You'll Call me Doctor
There was no sound but the quiet flicking of pages and the loud, incessant knocking, that the scrawny boy managed to block out.
"Victor!"
The dark haired boy sat on his simple bed as he turned the page. Ethanol was uninteresting, for all of it's various uses and easy manufacturing. He was sick of Alcohols, they were predictable and boring. Not even the more complex of them, such as cholesterol or Ethylene Glycol could hold his interest anymore. Ethers seemed like a slightly more entertaining subject, but they were still very similar. What he wanted to get to were the more engaging chemicals formulas. Radicals in particular seemed a promising subject.
"Victor! Open the door!"
Sadly there was nothing substantial on the unstable equations to be found in the Grade twelve chemistry text book, which was truly a shame. He didn't want to trust the internet on such things, it would only be likely to lead him to uninteresting pages on how to boil bleach or blow up a high school. Temping though the idea of doing away with the hellhole was, he only wanted to know more about such things for academic purposes, and didn't need his parents checking their one computer's website history and seeing 'how to build a bomb'.
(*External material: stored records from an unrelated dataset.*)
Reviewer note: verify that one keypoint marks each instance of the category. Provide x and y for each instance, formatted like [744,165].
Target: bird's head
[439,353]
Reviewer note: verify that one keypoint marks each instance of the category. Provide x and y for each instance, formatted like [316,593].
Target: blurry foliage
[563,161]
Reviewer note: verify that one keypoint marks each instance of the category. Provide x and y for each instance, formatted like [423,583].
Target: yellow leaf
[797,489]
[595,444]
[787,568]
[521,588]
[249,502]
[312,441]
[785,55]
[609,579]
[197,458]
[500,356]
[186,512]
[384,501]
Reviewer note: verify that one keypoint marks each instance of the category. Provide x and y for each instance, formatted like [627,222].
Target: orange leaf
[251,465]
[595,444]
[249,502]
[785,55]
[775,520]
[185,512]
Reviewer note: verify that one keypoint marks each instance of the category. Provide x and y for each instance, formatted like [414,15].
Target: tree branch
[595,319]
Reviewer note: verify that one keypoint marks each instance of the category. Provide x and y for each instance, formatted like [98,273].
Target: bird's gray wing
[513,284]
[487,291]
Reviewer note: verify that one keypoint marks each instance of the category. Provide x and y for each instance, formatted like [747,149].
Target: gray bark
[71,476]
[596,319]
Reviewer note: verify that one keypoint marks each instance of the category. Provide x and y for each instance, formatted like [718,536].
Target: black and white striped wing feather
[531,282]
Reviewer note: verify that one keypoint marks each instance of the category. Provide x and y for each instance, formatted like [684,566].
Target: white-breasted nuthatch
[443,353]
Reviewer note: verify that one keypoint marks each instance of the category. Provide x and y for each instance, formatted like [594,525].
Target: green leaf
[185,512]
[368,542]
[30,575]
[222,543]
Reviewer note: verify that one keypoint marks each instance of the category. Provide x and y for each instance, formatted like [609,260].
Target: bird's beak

"Victor if you don't open this door I swear I'm going to break it down!"
Ignoring the threat he turned the page again. Boring. Perhaps he could convince the school to advance him further, he was getting phenomenally high marks as it was. Not to mention being a fourteen year old eleventh grader was proof enough he wasn't average. What would one more grade hurt? He'd already memorized all the grade twelve material anyways. All he really wanted was university.
"That's it, I'm getting Dad!" The frail boy looked up at the threat weighing whether it would be worth risking his always tired and irritable Father's wrath in order to be undisturbed, and undiscovered, a while longer. Deciding it wasn't worth it, and he'd been distracted at this point anyways, the boy walked to the door and unlocked the deadbolt. Almost immediately it flew open to reveal his older sister glaring at him.
"Took you long enough!" The snapped words conveyed her displeasure at the lack of response, "Dinner's ready and I…" Her voice trailed off as she stared at his bruised face, "What happened?"
His voice was cold and calculated as he answered and he looked straight into his sister's similarly dark eyes, "I fell."
Vanessa put her hands on her hips and frowned, obviously over the shock of her brother's battered face. Why it even shocked her anymore, he wasn't sure, she should be more surprised if she saw him without the evidence of his classmate's idiocy written (sometimes literally) all over his body. "Keep telling me lies like that and I'll beat you even harder than those brats did. Idiots, just because you've got twenty times the brains they do…" The girl shook her head, "I'll get you some ice and bring dinner to your room. Don't let Mom see you or she'll have a fit. Shoo" The dark haired girl made motions with her hands for him to go back into his room, to which he replied with a grumbled thanks.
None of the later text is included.